- City: Sherbrooke, Quebec
- League: LNAH
- Founded: 2003
- Folded: 2011
- Home arena: Palais des Sports
- Colours: Dark blue, white, and army green

Franchise history
- 1996–2001: Windsor Papetiers
- 2001–2003: Windsor Lacroix
- 2003–2011: Sherbrooke Saint-François
- 2011–2012: Windsor Wild
- 2012–2016: Cornwall River Kings

Championships
- Regular season titles: None
- Division titles: None
- Playoff championships: 2 (2006, 2010)

= Sherbrooke Saint-François =

Canadian hockey team

The Sherbrooke Saint-François was a minor league professional ice hockey team based in Sherbrooke, Quebec. The team was part of the minor professional league Ligue Nord-Américaine de Hockey (LNAH). The Saint-Francois played at the Palais des Sports.

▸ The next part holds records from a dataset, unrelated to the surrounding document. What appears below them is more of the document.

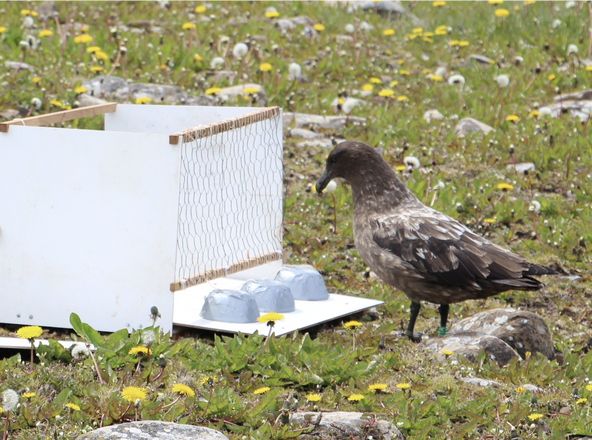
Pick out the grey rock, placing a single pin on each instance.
(482, 59)
(303, 133)
(469, 344)
(345, 425)
(481, 382)
(523, 331)
(153, 430)
(13, 65)
(314, 122)
(432, 114)
(468, 125)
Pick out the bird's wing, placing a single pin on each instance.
(442, 251)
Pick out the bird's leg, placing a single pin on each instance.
(415, 306)
(443, 309)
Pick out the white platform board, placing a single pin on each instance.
(189, 302)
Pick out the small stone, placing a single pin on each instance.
(154, 430)
(468, 125)
(469, 344)
(523, 331)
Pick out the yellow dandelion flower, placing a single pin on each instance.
(139, 350)
(208, 379)
(183, 389)
(377, 387)
(83, 39)
(262, 390)
(270, 317)
(31, 331)
(352, 325)
(313, 397)
(131, 394)
(101, 55)
(143, 100)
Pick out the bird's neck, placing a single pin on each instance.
(378, 191)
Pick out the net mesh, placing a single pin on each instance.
(230, 197)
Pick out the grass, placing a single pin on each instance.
(225, 372)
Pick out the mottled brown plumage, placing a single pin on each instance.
(420, 251)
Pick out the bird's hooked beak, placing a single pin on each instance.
(323, 181)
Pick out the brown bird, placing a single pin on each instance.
(416, 249)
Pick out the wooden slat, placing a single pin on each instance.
(57, 117)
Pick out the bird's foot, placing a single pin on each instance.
(414, 337)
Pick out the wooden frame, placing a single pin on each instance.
(57, 117)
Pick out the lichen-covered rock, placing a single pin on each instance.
(469, 344)
(468, 125)
(153, 430)
(523, 331)
(345, 425)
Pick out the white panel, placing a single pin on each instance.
(168, 119)
(88, 223)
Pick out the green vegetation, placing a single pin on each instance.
(530, 45)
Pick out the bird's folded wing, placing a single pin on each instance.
(444, 252)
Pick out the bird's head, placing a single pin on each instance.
(351, 160)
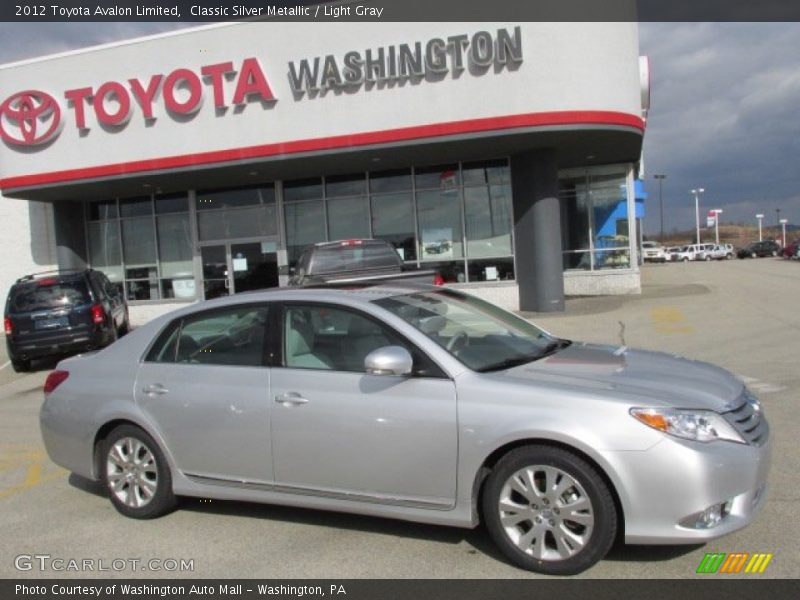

In the past, they were known as the Windsor Papetiers and the Windsor Lacroix. They won the Futura Cup in 2005–2006, beating the Thetford Mines Prolab in six games of a best of 7. Sherbrooke also won the season title in 2009-2010. Over the last 5 seasons, they made it to the league final 3 times.

In 2011, the franchise moved to Windsor and was renamed the Windsor Wild.